2007 yılında İstanbul Büyükşehir Belediyesi İtfaiye Müdürlüğü’nde göreve başlayan Gebecik, o günden beri insanların güvenliğini sağlamak ve yardım etmek için gece gündüz demeden çalışıyor.
İlk iş günü duyduğu heyecanla görevine 16 yıldır devam eden Gebecik, gurur duyduğu mesleğini Kırklareli Belediyesi İtfaiye Müdürlüğünde çavuş olarak sürdürüyor.
Sinan Gebecik, İtfaiyecilik Haftası’nda AA muhabirine yaptığı açıklamada, itfaiyeciliğin diğer meslekler gibi kutsal olduğunu söyledi.
“Öğretmenlik kutsal meslek ama ben tercihimi itfaiyecilikten yana kullandım”
İnsanlara ve diğer canlılara yardım etmeyi çok sevdiğini ifade eden Gebecik, “Mesleğim de bunun en güzel örneği. O yüzden birinci öncelik olarak itfaiyeciliği seçtim. 16 yılda sayısını hatırlamıyorum ama çok canlı kurtardık.” dedi.
Gebecik, itfaiyeciliği çok severek yaptığını dile getirdi. Hareketli bir hayatı seçtiğini belirten Gebecik, “Kabataş Erkek Lisesi mezunuyum ve Marmara Üniversitesini bitirdim, beyaz yakalı olarak değil de işin içinde veya hayatın içinde olmayı tercih ettim çünkü aksiyonu, heyecanı seviyoruz, her olayımız ayrı bir adrenalin, o yüzden mesleğimle gurur duyuyorum.
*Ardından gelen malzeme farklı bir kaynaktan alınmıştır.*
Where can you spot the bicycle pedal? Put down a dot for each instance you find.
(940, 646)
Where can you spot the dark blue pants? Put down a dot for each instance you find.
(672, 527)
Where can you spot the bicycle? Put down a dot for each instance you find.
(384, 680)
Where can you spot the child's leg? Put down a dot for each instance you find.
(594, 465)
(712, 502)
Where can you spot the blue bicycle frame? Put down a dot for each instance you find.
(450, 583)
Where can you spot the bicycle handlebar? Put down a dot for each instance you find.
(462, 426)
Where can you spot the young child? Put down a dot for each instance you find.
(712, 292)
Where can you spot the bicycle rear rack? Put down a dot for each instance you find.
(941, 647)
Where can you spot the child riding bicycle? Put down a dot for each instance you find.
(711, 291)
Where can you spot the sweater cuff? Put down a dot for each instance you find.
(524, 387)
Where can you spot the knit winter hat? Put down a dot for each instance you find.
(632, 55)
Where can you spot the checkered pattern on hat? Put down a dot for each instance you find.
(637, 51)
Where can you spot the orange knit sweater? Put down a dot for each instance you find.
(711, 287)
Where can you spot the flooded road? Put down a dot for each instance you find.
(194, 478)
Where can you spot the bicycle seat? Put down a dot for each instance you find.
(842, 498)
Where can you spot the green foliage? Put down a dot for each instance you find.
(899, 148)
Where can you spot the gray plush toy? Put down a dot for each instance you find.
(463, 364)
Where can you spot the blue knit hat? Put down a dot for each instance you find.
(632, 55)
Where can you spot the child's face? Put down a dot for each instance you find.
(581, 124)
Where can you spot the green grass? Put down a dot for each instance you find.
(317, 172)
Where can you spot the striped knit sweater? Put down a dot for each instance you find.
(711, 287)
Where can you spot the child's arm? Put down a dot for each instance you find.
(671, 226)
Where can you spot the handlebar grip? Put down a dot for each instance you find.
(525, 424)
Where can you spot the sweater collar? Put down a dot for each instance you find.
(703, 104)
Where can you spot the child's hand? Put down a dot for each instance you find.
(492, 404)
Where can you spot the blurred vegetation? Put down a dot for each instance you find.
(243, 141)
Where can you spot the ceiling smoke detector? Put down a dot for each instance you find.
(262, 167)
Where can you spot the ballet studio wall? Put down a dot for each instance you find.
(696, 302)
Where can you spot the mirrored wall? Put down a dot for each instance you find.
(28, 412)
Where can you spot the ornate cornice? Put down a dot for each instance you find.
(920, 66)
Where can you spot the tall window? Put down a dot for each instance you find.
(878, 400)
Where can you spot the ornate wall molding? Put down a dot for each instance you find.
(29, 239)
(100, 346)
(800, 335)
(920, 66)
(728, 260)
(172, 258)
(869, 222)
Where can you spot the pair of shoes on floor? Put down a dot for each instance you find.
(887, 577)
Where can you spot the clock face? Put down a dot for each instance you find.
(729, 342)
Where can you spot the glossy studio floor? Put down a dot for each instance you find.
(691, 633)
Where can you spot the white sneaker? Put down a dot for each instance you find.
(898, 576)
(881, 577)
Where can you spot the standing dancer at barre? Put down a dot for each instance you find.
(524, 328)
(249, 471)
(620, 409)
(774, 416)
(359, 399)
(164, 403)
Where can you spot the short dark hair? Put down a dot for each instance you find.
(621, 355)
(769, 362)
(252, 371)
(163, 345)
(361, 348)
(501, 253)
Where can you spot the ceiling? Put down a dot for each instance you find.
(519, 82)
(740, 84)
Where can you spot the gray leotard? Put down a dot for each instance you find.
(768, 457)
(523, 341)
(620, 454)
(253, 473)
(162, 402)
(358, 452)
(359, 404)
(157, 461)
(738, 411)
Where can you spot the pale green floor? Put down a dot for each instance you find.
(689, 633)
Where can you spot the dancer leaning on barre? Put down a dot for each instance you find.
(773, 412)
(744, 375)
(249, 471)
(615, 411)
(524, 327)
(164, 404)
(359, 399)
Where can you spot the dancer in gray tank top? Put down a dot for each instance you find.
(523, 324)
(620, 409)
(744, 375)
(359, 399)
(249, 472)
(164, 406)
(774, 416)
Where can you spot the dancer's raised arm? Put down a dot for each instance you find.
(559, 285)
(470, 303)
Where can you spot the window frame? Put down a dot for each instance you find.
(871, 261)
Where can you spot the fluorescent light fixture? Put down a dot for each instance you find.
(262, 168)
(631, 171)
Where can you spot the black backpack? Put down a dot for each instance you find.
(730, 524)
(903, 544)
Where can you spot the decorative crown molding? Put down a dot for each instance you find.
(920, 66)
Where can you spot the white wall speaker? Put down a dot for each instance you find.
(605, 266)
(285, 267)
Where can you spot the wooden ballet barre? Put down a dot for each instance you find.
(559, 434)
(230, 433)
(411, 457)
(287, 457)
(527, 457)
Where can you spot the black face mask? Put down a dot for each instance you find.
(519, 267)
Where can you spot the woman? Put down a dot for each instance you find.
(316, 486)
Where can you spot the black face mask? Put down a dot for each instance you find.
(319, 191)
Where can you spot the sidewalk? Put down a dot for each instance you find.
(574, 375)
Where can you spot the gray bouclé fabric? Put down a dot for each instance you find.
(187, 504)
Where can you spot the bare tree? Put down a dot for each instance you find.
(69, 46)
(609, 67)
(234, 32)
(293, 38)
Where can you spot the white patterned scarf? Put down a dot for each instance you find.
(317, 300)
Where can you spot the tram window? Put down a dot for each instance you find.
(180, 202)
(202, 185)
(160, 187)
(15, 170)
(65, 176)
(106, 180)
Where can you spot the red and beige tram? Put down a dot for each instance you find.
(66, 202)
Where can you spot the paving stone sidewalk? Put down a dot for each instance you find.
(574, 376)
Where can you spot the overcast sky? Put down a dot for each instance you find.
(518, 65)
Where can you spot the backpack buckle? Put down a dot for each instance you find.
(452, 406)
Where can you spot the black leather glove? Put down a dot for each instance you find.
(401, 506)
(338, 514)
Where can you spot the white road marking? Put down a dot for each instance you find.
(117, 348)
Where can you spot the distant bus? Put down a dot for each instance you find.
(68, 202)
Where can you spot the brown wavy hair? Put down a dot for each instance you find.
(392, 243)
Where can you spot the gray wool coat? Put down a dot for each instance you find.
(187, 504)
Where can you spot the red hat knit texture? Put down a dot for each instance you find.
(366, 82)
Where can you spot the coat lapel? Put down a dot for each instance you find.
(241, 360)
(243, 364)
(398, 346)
Öğretmenlik de çok kutsal bir meslek, eşim de öğretmen fakat ben tercihimi daha faal, aktif olmak için itfaiyecilikten yana kullandım.” diye konuştu.
“Bir canlıyı kurtarmak çok büyük bir haz veriyor”
Her ihbara aynı hız, ciddiyet ve motivasyonla gittiklerini anlatan Gebecik, şunları söyledi:
“Bir canlıyı kurtarmak çok büyük bir haz veriyor. Bir yangın, mahsur kalma, içeride biri olduğunda hemen empati yapıyorsun. Bu senin kardeşin, annen, eşin, çocuğun olabilir. Aynı hassasiyette ve hızla müdahale ediyoruz. Onu da oradan kurtardığımız zaman bizim için en büyük mutluluk, tarif edilemez yani çok değişik bir durum. Olayın sonunda kötü vakalar da oluyor. O zaman çok üzülüyoruz. Keşke diyoruz olay yerine giderken ‘daha önce haber verilse, keşke trafik olmasa, keşke insanlar bize daha çok yardımcı olsa.”